Air Pollutants Found To Damage Blood Vessels

Dec 26, 2008 by

Air Pollutants Found To Damage Blood Vessels

Air pollution is bad for the lungs, the nose and the throat. That is pretty obvious.

Now, a study earlier this year, conducted by the University of Southern California, has shown that it directly damages blood vessels too.

The study found that ultra-fine air pollutants, which are themselves highly reactive molecules, generate free radicals as they make their way into blood vessels. This causes an immediate decrease in coronary flow as well as affects the beating function of the heart.

Dr Jeffrey Anderson, an Utah cardiologist, said that damage by pollution to the heart and blood vessels is becoming very obvious. “And they are so small that they can exchange into the circulation of the blood as they pass through the lungs, circulate around, and cause injury to the blood vessels as they go along.
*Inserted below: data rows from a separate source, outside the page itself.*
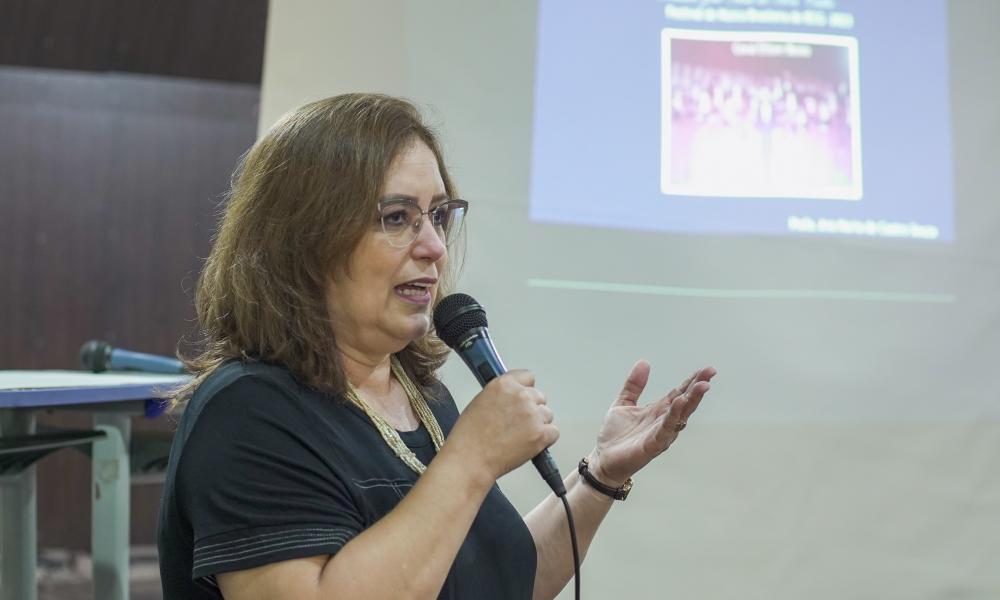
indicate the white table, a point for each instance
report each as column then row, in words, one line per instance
column 112, row 399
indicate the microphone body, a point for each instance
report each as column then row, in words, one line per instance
column 98, row 356
column 461, row 323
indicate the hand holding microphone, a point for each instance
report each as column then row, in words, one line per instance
column 514, row 412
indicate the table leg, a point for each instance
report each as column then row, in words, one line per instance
column 110, row 515
column 18, row 541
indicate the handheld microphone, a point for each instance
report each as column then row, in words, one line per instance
column 98, row 356
column 461, row 323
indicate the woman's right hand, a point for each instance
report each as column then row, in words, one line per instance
column 505, row 425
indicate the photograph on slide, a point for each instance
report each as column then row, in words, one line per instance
column 760, row 114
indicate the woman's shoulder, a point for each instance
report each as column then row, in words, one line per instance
column 252, row 373
column 244, row 391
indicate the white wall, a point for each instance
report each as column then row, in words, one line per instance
column 848, row 449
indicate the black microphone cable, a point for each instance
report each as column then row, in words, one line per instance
column 461, row 323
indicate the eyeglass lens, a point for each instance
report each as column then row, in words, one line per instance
column 401, row 221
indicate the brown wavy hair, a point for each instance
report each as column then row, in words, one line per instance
column 301, row 200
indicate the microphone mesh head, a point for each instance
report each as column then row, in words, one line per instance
column 94, row 355
column 455, row 315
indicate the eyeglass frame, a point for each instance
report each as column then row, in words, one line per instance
column 463, row 204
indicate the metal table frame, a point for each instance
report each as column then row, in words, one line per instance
column 112, row 407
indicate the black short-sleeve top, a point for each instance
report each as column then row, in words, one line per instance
column 264, row 469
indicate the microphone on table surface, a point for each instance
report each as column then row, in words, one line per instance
column 98, row 356
column 461, row 323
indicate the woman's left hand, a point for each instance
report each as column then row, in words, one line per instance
column 632, row 435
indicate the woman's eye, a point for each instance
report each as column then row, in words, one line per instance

That induces inflammation,” he said.

The results of this study add to those of another study by Brigham Young Unversity and Intermountain Medical Center. They had studied what happened to people who were already suffering from cardiovascular conditions, even when the pollution on a particular day did not reach ‘red alert’ levels.

“For every 10 micrograms per meter square that the pollution level increases, which is a very modest amount, the risk of a heart attack on that day or within plus or minus one or two days goes up five percent. If that goes up 10-fold, which is possible on some of our bad days here, that risk can increase 50 percent on that day or within two or three days of that time,” said Dr Anderson.

If you or a loved one has heart problems, please take note!
Even if you didn’t, it would still be an excellent idea to make sure that you are breathing in good, clean, high quality air.